Bit by bit the distances were picking up and she started signing up for races. In 2016 she got a place in the ballot for the London marathon, first time round. After completing one world major she was hooked, and immediately knew she wanted to complete all six. Since then she’s run Berlin, Chicago, London again and has a place for New York which has been deferred to 2021.
Pretty impressive, and these are just her marathon races! We were curious to know if it’s the races that keep her motivated. She said that races definitely help keep her driven as she has a goal to work towards. But she is mainly motivated by seeing what her body can achieve and beating her own times - “I don’t compare myself to anyone else.”

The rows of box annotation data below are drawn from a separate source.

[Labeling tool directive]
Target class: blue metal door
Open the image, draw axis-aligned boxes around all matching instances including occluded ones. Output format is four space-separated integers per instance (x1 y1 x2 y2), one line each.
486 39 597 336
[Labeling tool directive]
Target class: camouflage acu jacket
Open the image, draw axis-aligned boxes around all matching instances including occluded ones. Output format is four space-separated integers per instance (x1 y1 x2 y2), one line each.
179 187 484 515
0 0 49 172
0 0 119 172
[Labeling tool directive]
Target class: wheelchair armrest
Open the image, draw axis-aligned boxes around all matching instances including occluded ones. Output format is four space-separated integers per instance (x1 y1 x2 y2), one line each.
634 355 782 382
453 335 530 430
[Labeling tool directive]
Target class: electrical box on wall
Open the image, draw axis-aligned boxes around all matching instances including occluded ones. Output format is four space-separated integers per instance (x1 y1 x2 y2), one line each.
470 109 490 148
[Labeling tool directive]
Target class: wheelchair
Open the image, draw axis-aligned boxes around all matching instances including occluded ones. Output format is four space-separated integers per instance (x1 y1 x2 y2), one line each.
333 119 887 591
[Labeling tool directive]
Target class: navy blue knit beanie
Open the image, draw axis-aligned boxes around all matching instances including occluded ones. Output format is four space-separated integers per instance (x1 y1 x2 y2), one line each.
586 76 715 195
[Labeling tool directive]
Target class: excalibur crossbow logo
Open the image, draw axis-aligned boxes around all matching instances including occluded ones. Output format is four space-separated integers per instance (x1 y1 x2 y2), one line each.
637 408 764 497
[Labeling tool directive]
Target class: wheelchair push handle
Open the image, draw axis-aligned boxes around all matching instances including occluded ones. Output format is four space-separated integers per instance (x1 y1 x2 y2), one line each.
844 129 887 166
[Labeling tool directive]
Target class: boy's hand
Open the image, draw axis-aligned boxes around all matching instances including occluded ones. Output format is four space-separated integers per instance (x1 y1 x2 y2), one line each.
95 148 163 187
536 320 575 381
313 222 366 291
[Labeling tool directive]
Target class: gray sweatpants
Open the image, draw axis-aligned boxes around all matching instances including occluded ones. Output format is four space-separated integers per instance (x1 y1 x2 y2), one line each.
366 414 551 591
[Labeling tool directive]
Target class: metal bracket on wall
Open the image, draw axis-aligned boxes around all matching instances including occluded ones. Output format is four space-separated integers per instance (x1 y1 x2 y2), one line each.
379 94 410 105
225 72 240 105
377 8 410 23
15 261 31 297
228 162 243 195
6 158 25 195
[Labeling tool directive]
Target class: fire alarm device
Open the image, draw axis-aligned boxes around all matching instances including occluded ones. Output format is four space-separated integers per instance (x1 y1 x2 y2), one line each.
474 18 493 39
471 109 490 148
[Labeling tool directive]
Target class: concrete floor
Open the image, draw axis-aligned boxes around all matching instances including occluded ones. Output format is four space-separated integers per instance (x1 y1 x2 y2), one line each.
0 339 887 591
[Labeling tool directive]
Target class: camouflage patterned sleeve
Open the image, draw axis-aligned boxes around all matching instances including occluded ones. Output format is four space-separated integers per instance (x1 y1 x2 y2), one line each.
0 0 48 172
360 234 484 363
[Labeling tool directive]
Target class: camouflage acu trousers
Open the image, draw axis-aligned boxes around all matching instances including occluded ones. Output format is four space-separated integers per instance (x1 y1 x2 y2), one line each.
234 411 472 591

12 months ago Intisar started strength training with Saeid Reza (Strength and Conditioning Trainer at BOXR based in Mill Hill, London), who was a former GB sprinter. “I needed to be strong enough to run marathon distances without getting injured at the end.” The weight training incorporates deadlifts, squats, medball slams, and plyometric movements. There is an element of discomfort with this though - “I wear gloves to avoid calluses and it’s so uncomfortable when the barbell is across your collarbones.” But incorporating this training has really complimented her running. “I can run faster and my recovery rate has improved. It helps make me a strong human being. And this helped me become a stronger runner.” During lockdown, Intisar continued her training and actually got PBs in her 5k, 10k, and half marathon times! She definitely believes this is because of adding strength elements into her training programme.